The delta, which captures snowmelt from the Sierra Nevada, has been a vital source of San Diego’s water, in some years providing up to 70 percent of the water delivered to Southern California.
But a judge issued a ruling Friday that water agencies said could reduce exports from the delta by 37 percent annually. The decision came after environmentalists sued to protect an endangered fish called the delta smelt. Environmental groups successfully argued the state’s permits for operating pumps that push water from the delta to Southern California didn’t ensure the protection of the smelt, which gets ground up in the pumps.
Aguirre said the ruling’s highlights the need for water reuse to rise above the political backlash it has endured. The practice, in which treated wastewater is piped into drinking reservoirs, has been derided before as “Toilet to Tap.” Mayor Jerry Sanders has opposed it.

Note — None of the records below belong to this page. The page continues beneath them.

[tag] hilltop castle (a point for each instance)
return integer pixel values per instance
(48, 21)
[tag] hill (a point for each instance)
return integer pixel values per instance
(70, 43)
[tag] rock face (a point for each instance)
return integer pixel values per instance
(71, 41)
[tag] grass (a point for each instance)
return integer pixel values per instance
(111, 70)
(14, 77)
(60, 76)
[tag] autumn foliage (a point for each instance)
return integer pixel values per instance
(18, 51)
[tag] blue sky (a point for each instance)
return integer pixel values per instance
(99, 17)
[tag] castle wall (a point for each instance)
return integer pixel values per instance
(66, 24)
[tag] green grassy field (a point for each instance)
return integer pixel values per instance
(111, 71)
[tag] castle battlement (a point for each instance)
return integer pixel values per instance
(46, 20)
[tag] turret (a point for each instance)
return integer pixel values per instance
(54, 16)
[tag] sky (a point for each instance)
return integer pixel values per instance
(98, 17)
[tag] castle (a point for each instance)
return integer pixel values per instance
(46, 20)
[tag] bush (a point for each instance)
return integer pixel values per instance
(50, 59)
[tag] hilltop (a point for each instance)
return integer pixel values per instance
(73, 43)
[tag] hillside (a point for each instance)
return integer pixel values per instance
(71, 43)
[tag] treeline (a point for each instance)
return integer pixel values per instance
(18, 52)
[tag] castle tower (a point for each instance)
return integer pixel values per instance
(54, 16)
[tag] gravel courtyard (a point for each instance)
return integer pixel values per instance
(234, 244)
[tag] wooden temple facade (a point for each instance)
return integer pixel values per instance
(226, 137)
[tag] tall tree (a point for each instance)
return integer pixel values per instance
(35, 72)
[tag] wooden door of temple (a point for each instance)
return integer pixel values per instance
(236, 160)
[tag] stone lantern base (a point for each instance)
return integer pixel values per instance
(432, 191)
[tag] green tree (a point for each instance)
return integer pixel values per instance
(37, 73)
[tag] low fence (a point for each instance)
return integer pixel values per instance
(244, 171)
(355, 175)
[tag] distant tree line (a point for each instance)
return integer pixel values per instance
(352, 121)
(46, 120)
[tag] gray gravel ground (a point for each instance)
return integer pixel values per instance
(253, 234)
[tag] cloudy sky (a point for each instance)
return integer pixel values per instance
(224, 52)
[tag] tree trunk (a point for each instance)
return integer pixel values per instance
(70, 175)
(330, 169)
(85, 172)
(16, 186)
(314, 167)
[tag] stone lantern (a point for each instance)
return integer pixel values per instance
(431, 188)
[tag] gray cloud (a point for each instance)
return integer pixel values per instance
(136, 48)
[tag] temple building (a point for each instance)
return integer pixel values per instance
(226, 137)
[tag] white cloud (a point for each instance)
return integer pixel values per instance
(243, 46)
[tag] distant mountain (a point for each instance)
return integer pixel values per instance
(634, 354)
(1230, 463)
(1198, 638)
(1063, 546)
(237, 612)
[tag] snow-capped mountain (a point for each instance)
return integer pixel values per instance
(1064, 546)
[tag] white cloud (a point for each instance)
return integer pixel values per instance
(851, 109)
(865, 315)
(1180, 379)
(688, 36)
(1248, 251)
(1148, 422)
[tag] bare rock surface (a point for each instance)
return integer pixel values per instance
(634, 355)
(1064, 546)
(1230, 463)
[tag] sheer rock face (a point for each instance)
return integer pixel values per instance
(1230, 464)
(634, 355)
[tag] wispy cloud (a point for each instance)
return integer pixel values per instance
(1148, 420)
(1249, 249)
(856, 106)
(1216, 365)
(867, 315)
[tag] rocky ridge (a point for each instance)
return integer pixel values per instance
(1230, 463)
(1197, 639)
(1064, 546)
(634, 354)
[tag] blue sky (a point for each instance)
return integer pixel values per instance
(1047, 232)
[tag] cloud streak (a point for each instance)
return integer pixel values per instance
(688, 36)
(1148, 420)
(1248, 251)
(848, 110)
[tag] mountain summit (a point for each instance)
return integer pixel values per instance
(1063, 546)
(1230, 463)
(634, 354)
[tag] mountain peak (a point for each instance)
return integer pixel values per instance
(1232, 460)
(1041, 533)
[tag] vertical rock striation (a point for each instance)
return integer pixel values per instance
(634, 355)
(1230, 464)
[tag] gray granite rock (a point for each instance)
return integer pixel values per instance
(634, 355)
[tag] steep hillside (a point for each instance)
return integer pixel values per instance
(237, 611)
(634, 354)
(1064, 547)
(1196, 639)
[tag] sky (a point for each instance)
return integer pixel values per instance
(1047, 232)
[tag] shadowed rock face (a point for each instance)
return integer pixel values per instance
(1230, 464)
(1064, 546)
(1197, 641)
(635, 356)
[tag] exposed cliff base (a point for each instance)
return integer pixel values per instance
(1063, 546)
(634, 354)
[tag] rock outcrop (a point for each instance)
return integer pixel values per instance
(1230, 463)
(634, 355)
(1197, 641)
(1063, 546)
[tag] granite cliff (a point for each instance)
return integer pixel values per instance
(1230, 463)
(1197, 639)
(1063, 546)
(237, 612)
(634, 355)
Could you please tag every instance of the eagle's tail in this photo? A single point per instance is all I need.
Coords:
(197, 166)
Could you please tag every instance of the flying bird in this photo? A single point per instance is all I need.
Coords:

“We have to push past the uninformed point of view,” Aguirre said. “We are now years behind where we could have been.”
Aguirre said the city should pursue water reuse in exchange for an agreement from environmental groups to support a waiver of a needed upgrade at the city’s Point Loma Wastewater Treatment Plant.
Bruce Reznik, executive director of San Diego Coastkeeper, said his organization would support that plan. In the short-term, Reznik said, the city could reuse 36 million gallons of water daily, though today only recycles about 8 million gallons.
“The decision up on the delta is one of a string of things going on that are all telling us the same thing: That we need to develop local water supplies,” Reznik said.
The federal judge’s decision comes as San Diego’s two major water supplies are suffering dry spells. The Colorado River is in its eighth year of drought. The Sierra Nevada range, the region’s other major source, had one of its driest winters on record.
Dennis Cushman, the San Diego County Water Authority’s assistant general manager, said he believed water reuse would eventually happen. But more education will have to occur before the public accepts it, he said.
“Clearly there’s an educational issue involved there,” Cushman said. “But let me put it in these terms. The water coming out of your tap was a beer at a blackjack table in Las Vegas five or six days ago. All water is recycled water.”